All Products
Search
Document Center

MaxCompute:Java UDTFs

Last Updated:Sep 23, 2024

MaxCompute allows you to write user-defined table-valued functions (UDTFs) in Java. This helps process complex data processing tasks in an efficient manner. Java UDTFs can better meet specific data processing requirements and improve development efficiency and processing performance based on the characteristics of Java. This topic describes the code structure, precautions, and examples of UDTFs.

UDTF code structure

You can use Maven in IntelliJ IDEA or MaxCompute Studio to write UDTF code in Java. The UDTF code can contain the following information:

  • Java package: optional.

    You can package Java classes that are defined into a JAR file for future use.

  • Base UDTF classes: required.

    The following base UDTF classes must be included: com.aliyun.odps.udf.UDTF, com.aliyun.odps.udf.annotation.Resolve, and com.aliyun.odps.udf.UDFException. com.aliyun.odps.udf.annotation.Resolve specifies a @Resolve annotation, and com.aliyun.odps.udf.UDFException specifies the method that is used to implement Java classes. If you need to use other UDTF classes or complex data types, add the required classes by following the instructions provided in Overview.

  • Custom Java class: required.

    A custom class is the organizational unit of UDTF code. This class defines the variables and methods that are used to meet your business requirements.
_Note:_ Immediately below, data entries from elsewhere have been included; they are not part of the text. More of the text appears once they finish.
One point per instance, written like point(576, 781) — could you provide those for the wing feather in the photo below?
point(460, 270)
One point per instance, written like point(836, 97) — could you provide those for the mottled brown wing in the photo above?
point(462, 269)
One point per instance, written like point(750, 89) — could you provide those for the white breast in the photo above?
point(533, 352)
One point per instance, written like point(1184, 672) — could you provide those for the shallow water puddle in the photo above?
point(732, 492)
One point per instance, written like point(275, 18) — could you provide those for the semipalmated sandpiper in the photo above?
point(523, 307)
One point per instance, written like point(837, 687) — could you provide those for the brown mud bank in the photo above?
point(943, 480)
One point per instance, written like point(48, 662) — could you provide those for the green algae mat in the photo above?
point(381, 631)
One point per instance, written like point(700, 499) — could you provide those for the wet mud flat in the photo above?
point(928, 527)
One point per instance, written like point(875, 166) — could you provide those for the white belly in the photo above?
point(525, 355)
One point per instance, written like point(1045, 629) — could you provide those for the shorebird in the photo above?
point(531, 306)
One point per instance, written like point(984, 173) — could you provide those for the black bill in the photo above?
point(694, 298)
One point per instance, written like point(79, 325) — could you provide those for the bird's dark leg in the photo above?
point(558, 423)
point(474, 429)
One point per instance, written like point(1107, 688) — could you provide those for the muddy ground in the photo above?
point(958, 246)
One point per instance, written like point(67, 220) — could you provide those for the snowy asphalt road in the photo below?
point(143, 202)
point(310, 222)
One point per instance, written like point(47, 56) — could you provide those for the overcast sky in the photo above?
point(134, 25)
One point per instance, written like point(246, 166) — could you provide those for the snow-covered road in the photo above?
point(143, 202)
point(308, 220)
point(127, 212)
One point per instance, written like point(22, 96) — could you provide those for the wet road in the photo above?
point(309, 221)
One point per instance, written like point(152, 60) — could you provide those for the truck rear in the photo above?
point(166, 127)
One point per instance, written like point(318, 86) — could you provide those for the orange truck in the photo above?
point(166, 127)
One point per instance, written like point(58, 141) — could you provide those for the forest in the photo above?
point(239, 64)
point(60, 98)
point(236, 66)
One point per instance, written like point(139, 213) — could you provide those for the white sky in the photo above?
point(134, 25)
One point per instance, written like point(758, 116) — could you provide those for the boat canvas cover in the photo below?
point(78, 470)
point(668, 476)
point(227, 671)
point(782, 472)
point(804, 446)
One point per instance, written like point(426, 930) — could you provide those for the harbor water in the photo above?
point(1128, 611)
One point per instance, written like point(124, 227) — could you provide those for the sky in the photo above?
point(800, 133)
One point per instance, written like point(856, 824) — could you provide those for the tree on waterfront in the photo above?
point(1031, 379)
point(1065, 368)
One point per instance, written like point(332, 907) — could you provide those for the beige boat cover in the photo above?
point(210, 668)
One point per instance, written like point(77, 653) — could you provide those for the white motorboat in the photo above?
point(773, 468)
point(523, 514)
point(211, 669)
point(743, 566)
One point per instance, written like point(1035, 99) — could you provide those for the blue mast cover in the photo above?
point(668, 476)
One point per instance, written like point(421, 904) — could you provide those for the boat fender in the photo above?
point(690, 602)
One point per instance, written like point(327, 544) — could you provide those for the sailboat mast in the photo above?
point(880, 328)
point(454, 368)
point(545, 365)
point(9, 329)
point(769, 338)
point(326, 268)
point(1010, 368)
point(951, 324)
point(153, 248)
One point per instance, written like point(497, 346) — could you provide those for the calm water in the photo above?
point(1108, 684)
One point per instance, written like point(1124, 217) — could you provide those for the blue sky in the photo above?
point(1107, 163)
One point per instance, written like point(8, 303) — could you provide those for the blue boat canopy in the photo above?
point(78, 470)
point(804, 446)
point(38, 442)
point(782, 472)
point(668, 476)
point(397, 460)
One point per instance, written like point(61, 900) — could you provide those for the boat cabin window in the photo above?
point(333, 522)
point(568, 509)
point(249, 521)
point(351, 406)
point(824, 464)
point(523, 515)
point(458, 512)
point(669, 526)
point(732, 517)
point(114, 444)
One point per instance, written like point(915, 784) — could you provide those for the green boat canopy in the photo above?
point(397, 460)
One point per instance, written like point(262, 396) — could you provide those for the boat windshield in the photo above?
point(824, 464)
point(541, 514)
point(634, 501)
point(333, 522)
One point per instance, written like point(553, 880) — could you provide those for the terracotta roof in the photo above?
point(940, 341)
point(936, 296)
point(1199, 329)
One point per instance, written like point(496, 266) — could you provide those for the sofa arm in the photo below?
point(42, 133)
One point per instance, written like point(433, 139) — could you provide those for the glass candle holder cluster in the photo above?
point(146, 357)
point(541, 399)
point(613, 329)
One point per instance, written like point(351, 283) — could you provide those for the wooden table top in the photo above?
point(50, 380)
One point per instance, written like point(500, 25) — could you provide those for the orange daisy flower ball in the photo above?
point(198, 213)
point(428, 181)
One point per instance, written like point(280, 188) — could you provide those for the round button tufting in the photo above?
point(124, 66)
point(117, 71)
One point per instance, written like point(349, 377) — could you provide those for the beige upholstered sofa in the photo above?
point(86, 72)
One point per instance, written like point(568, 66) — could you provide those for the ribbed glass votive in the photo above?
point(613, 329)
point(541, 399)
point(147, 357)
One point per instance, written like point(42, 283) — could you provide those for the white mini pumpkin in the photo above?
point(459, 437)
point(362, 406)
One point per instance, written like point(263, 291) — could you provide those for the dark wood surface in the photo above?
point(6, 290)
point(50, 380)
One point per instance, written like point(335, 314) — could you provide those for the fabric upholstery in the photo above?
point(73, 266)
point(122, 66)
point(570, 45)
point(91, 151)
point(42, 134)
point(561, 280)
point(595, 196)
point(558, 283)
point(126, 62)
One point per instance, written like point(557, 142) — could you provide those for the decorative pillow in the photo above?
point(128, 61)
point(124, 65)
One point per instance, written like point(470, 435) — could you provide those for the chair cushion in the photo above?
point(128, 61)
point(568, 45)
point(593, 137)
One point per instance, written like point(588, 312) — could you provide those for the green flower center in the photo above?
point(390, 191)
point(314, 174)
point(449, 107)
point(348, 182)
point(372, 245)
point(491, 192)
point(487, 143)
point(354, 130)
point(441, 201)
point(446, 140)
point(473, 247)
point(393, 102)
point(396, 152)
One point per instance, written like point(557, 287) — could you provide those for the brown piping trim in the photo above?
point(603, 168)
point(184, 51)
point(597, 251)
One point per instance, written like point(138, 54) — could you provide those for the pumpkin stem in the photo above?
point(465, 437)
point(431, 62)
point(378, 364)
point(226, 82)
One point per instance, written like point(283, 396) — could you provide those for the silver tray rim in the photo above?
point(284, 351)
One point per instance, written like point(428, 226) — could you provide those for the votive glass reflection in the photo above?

  • @Resolve annotation: required.

    The annotation is in the @Resolve(<signature>) format. The signature is a function signature that defines the data types of input parameters and the return values of a UDTF. You cannot obtain function signatures for UDTFs by using the reflection feature. You can obtain a function signature only by using a @Resolve annotation, such as @Resolve("smallint->varchar(10)"). For more information about the @Resolve annotation, see @Resolve annotations in this topic.

  • Methods to implement the custom Java class: required.

    The following table describes the methods that can be used to implement Java classes. You can select one of the methods based on your business requirements.

    Method

    Description

    public void setup(ExecutionContext ctx) throws UDFException

    The initialization method. Before a UDTF processes the input data, MaxCompute calls the code for user-defined initialization behavior. setup is called once for each worker.

    public void process(Object[] args) throws UDFException

    process is called once for each SQL record. The parameters of process are the input parameters of the UDTF that is specified in SQL statements. The input parameters are passed in the process function as Object[], and the results are returned by using the forward function. You must call the forward function in the process function to determine the output data.

    Note

    Data loss may occur if you do not use the process or close method to call the forward function. Proceed with caution. For example, a backend thread is used to execute the forward call. You must ensure that the process method does not complete until the forward call is finished, otherwise it may lead to data loss.

    public void close() throws UDFException

    The method to terminate a UDTF. This method is called only once. It is called only after the last record is processed.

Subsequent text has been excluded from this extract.